Passam pela sala com seus belos móveis, tomam um corredor e, enfim, alcançam a biblioteca, onde está o professor, sentado numa poltrona lendo.

- Bem? Tem uma visita pra você.

- Quem... Jasmim?

- Vou trazer chá.

Jasmim se senta na cadeira diante do professor enquanto aquela senhora deixa a biblioteca.
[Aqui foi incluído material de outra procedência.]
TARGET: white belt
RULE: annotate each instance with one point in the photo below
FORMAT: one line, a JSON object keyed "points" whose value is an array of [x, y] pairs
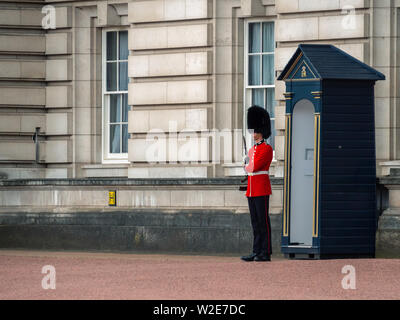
{"points": [[257, 173]]}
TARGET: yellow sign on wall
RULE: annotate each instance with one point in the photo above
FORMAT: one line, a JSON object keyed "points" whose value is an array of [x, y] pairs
{"points": [[112, 198]]}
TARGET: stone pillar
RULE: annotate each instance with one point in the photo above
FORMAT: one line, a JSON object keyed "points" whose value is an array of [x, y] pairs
{"points": [[171, 88], [388, 234], [385, 40]]}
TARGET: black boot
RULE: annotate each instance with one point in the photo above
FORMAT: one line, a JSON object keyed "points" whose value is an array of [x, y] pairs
{"points": [[250, 257], [262, 257]]}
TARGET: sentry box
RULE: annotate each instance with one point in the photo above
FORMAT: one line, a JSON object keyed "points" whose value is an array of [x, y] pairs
{"points": [[330, 170]]}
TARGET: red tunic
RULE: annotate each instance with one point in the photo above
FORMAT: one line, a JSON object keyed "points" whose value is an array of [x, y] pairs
{"points": [[260, 159]]}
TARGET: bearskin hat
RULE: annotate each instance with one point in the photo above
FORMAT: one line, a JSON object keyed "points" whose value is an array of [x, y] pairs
{"points": [[258, 120]]}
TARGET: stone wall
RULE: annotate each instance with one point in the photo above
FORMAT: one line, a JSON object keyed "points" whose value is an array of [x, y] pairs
{"points": [[163, 215]]}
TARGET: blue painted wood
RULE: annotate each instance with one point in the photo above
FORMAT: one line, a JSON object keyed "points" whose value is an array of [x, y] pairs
{"points": [[341, 89]]}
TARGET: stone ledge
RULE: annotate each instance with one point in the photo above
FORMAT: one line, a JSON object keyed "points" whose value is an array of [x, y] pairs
{"points": [[128, 182], [185, 231]]}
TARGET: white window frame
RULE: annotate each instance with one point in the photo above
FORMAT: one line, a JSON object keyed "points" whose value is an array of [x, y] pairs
{"points": [[246, 87], [107, 157]]}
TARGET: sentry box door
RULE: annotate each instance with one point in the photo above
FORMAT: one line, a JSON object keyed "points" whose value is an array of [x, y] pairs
{"points": [[302, 185]]}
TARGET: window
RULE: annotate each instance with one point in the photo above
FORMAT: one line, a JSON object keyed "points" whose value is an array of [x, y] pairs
{"points": [[259, 69], [115, 95]]}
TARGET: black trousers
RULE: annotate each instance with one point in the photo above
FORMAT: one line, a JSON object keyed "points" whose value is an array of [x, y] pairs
{"points": [[259, 209]]}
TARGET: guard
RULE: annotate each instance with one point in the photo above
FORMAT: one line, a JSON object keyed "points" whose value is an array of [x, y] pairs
{"points": [[258, 183]]}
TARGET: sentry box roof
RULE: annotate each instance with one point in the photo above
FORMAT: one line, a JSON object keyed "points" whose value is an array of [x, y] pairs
{"points": [[325, 61]]}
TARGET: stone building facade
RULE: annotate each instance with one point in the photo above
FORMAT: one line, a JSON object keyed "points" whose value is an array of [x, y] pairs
{"points": [[101, 79]]}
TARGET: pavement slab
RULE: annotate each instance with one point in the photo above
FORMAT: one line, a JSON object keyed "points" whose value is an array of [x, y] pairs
{"points": [[93, 275]]}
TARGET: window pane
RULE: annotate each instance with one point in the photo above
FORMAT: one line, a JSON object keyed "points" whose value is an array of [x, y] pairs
{"points": [[115, 138], [111, 45], [268, 69], [271, 139], [257, 97], [254, 37], [254, 70], [124, 138], [271, 102], [115, 108], [125, 107], [123, 45], [111, 76], [123, 76], [268, 37]]}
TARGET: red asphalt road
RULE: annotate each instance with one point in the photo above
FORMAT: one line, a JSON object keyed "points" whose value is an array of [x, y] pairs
{"points": [[82, 275]]}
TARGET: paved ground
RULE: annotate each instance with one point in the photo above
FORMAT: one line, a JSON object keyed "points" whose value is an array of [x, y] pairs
{"points": [[147, 276]]}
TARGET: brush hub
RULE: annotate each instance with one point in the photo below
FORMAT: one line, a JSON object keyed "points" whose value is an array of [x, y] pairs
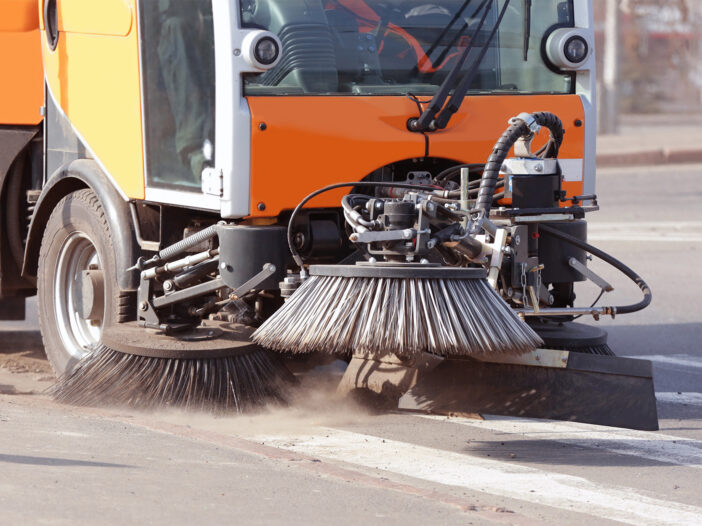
{"points": [[215, 340], [393, 270]]}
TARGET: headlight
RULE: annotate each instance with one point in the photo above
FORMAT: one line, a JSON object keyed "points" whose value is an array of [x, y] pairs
{"points": [[266, 51], [576, 49], [261, 50], [568, 49]]}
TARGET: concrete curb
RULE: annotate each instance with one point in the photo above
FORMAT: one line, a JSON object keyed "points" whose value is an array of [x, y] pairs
{"points": [[649, 157]]}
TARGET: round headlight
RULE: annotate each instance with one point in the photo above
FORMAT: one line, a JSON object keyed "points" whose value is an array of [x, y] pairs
{"points": [[266, 51], [576, 49]]}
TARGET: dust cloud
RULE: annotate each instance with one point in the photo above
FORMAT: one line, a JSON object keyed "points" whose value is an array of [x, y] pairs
{"points": [[311, 404]]}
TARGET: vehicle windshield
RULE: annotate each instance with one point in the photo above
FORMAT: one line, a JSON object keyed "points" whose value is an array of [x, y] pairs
{"points": [[396, 47]]}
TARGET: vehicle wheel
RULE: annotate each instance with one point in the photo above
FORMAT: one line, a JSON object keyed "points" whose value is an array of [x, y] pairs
{"points": [[77, 287]]}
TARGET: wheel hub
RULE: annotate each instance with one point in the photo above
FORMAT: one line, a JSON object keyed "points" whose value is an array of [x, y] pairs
{"points": [[79, 294]]}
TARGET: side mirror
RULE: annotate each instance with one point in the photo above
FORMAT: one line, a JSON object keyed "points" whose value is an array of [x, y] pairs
{"points": [[19, 16]]}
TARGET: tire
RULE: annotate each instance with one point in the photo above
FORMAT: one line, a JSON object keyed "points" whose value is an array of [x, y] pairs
{"points": [[76, 238]]}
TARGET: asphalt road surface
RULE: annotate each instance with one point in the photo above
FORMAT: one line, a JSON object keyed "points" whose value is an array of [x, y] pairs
{"points": [[327, 461]]}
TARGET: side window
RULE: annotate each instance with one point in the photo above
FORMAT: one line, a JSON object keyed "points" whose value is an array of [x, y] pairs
{"points": [[177, 47]]}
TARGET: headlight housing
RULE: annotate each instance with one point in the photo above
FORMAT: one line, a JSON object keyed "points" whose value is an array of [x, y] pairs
{"points": [[261, 50], [569, 48]]}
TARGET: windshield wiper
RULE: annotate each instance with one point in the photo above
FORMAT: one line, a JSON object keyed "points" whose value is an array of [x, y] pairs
{"points": [[527, 28], [429, 120], [444, 31], [426, 120]]}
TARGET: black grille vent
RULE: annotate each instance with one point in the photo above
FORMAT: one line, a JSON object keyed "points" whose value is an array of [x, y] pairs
{"points": [[308, 55]]}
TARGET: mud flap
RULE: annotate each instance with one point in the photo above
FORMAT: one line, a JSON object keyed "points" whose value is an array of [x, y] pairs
{"points": [[556, 385]]}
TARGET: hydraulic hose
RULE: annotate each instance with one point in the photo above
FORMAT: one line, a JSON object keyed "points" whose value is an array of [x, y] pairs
{"points": [[633, 276], [518, 128], [365, 184]]}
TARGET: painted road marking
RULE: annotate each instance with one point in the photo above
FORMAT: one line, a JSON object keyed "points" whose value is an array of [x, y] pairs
{"points": [[642, 444], [680, 398], [683, 360], [670, 231], [506, 479]]}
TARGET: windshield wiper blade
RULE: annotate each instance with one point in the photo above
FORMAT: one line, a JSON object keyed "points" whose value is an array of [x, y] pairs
{"points": [[444, 31], [461, 90], [527, 28], [447, 49], [426, 120]]}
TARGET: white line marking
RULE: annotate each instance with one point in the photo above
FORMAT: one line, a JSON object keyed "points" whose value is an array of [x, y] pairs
{"points": [[680, 398], [643, 444], [566, 492], [671, 231], [683, 360]]}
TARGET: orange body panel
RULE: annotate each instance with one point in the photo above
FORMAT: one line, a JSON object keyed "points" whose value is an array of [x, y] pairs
{"points": [[18, 16], [94, 77], [22, 86], [310, 142]]}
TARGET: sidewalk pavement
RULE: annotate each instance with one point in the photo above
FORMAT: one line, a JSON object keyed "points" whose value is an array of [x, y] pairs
{"points": [[652, 139]]}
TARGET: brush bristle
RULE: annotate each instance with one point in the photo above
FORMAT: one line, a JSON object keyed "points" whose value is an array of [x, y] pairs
{"points": [[232, 384], [601, 349], [451, 317]]}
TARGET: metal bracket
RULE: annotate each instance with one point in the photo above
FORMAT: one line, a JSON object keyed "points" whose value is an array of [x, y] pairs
{"points": [[589, 274], [212, 182], [498, 248], [385, 235]]}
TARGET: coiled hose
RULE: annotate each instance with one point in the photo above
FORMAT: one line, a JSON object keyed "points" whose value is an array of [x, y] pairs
{"points": [[633, 276], [189, 242], [517, 129]]}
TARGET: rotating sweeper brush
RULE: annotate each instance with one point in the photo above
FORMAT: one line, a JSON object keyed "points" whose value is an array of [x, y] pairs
{"points": [[403, 309], [403, 299], [168, 358]]}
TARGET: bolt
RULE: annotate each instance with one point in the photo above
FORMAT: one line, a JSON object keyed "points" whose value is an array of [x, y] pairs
{"points": [[299, 240]]}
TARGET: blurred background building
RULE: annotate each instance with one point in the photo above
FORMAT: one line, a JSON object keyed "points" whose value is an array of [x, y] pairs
{"points": [[659, 55]]}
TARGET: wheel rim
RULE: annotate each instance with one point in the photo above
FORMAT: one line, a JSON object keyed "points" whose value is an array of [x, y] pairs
{"points": [[77, 254]]}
- Não está mais dando aula?

- É, Jasmim... Depois daquele acidente... Eu já podia estar aposentado há tempos, não tinha me aposentado ainda de teimoso. Depois daquilo decidi que já era hora mesmo de admitir a derrota pro relógio e viver quieto aqui em casa o que ainda me resta de vida...

- ...

- E quanto a você? O que te traz aqui?

- Estou indo à Turquia.

- Turquia... Já estive em Istambul. É interessante. Mas faz muito tempo que fui, depois o governo começou a incentivar as empresas e deve estar muito diferente hoje em dia... Não deixe de visitar Troia também, estive lá na muralha. Estar lá traz aquela história toda da guerra com os gregos pra cabeça da gente. É um lugar especial. Como sei que você gosta dessas coisas, dessas histórias de magia...

- Você não se lembra?

- De quê? Do acidente? Foi um começo de incêndio e qualquer coisa que você ache que viu foi provocada pelo stress. Sobre sua viagem, não sei se é uma boa ideia viajar pra onde quer que seja nos dias de hoje. Isso de guerras e confusões pode ser mentira, mas pode muito bem estar havendo alguma coisa lá fora. É perigoso.
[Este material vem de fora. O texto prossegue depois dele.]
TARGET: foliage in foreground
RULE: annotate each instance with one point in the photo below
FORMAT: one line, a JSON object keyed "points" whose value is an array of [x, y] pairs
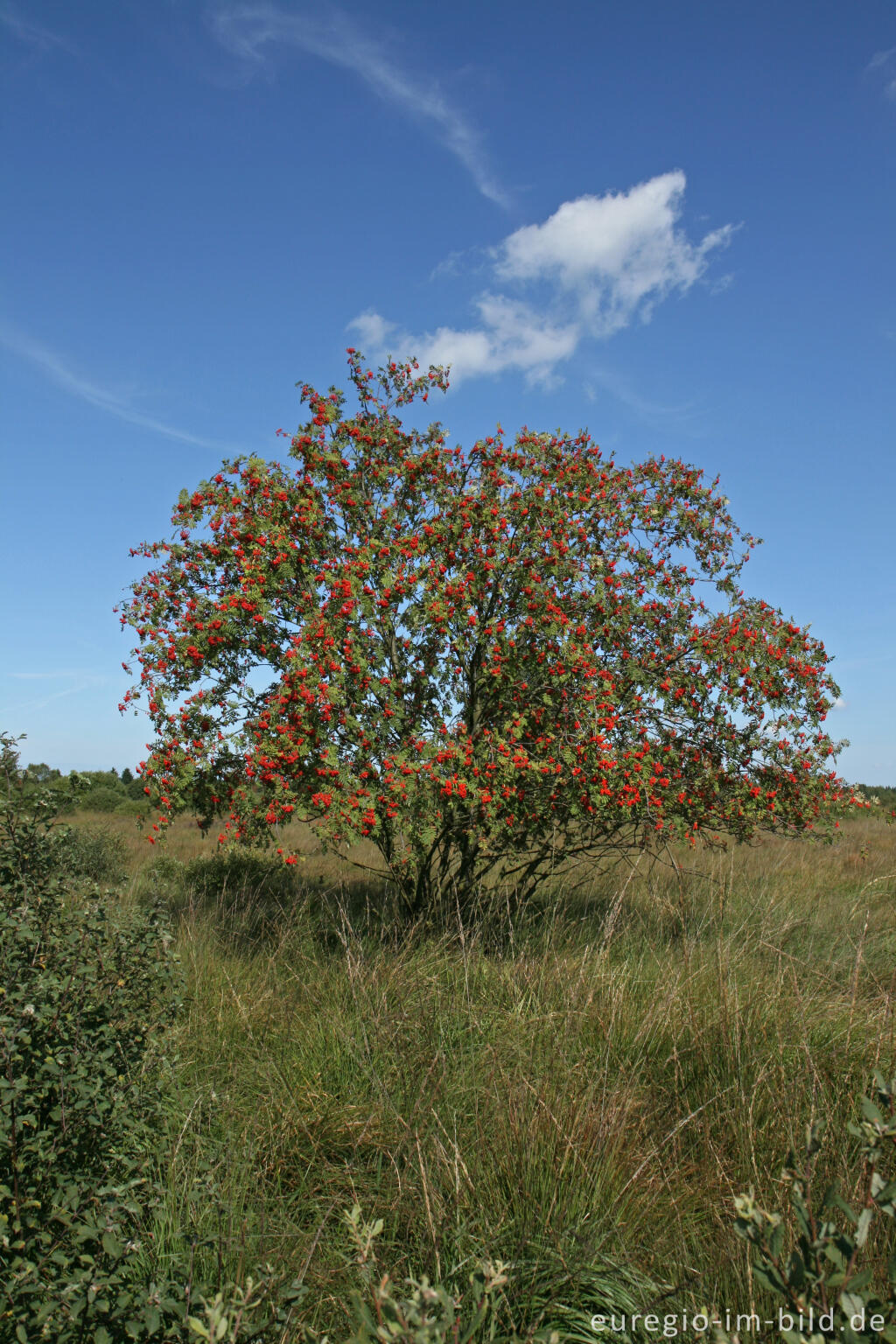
{"points": [[83, 990], [479, 660], [815, 1261]]}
- Preciso ir. Estou numa missão.

- Entendo. Espero que saiba o que está fazendo.

- Eu sei. - Jasmim se levanta. - Até mais então, professor.

- Ei, Jasmim! Nem faço ideia de que missão é essa. Nem sei o que há com o mundo. Mas se for pra fazer diferença e entrar pra História, você sabe que poucas mulheres conseguiram... Use isso como incentivo. Se você conseguir, seu nome terá um brilho bem maior sendo você mulher do que se fosse um homem. Boa sorte no que quer que esteja tentando.

- Obrigada.

- Ei, não vai tomar o chá? - A esposa do professor Nicolau chega à sala.

- Não, obrigada. Já vou.

- Mas isso é uma desfeita!

- Alina, não seja mal educada!

- Tudo bem, preciso mesmo ir. Obrigada.

- Sendo assim, deixe-me acompanhá-la até a porta.
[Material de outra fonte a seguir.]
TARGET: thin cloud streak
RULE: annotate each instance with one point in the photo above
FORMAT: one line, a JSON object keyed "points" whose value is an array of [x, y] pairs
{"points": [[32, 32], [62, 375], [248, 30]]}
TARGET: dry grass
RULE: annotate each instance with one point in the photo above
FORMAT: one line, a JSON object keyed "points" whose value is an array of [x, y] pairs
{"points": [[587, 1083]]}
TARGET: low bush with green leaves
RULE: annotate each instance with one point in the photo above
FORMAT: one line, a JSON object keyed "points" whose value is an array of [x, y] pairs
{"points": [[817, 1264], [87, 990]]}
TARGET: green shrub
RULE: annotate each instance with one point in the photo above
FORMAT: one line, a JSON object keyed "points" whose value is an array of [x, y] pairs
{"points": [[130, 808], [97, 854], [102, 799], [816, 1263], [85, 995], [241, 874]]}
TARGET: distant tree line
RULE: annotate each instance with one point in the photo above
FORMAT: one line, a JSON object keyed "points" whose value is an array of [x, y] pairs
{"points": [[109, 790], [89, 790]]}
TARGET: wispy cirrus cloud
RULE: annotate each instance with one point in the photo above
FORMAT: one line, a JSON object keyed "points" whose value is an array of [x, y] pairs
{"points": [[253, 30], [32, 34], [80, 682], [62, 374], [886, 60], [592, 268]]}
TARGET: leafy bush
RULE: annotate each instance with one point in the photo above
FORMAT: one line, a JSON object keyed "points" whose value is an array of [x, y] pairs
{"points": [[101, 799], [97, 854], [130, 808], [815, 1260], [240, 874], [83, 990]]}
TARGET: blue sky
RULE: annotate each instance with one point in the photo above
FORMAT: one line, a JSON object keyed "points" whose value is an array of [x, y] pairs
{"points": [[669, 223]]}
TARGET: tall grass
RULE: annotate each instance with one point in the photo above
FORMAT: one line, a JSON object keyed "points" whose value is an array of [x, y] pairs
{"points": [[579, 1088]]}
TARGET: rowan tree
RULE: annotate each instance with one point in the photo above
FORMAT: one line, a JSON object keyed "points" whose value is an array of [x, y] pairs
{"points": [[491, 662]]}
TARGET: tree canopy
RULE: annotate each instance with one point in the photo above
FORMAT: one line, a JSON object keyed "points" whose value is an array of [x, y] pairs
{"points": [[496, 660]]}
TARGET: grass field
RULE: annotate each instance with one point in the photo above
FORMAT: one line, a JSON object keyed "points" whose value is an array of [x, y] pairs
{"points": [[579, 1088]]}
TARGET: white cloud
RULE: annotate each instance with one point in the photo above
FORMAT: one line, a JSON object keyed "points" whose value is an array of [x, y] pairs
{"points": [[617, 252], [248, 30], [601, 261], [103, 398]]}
As duas voltam pelo caminho por onde vieram. Ao chegarem à porta, Alina sai também.

- Jasmim... Não sei o que houve com vocês na universidade, mas imagino o que pode ter acontecido. Tenho visto muita coisa estranha ultimamente. Já joguei alguns artigos esotéricos fora. Nicolau não acredita nessas coisas...

- Queria não ter razões para acreditar.

- Entendo, deve ser um choque. Mas agradeça a Deus por saber um pouco da verdade, pelo menos. Você tem muita força, posso sentir. Uma força intensa e firme.

- ...

- O que você tem nessa caixa é mágico, não é?

- É, quer ver?

- Não, não precisa. Eu sinto daqui. É muito poderoso. Sabe, comecei a perceber essas energias faz pouco tempo. Mas é curioso. Você tem muito poder, tem que direcionar bem.

- Estou indo à Turquia, numa missão.

- Entendo... Bom, tenho que cuidar do almoço. Antes, deixa só eu te dizer uma coisa: o poder é seu. Quanto mais poder se tem mais sábio é preciso ser pra não ter risco de esse poder terminar trazendo sua ruína. Cuidado para não tentarem te controlar usando seu poder. Senão a culpa será sua também.

- Tudo bem. Estou indo acabar com isso pro mundo voltar ao normal.

- Não sei se isso é possível ou desejável mas, de qualquer forma, boa sorte!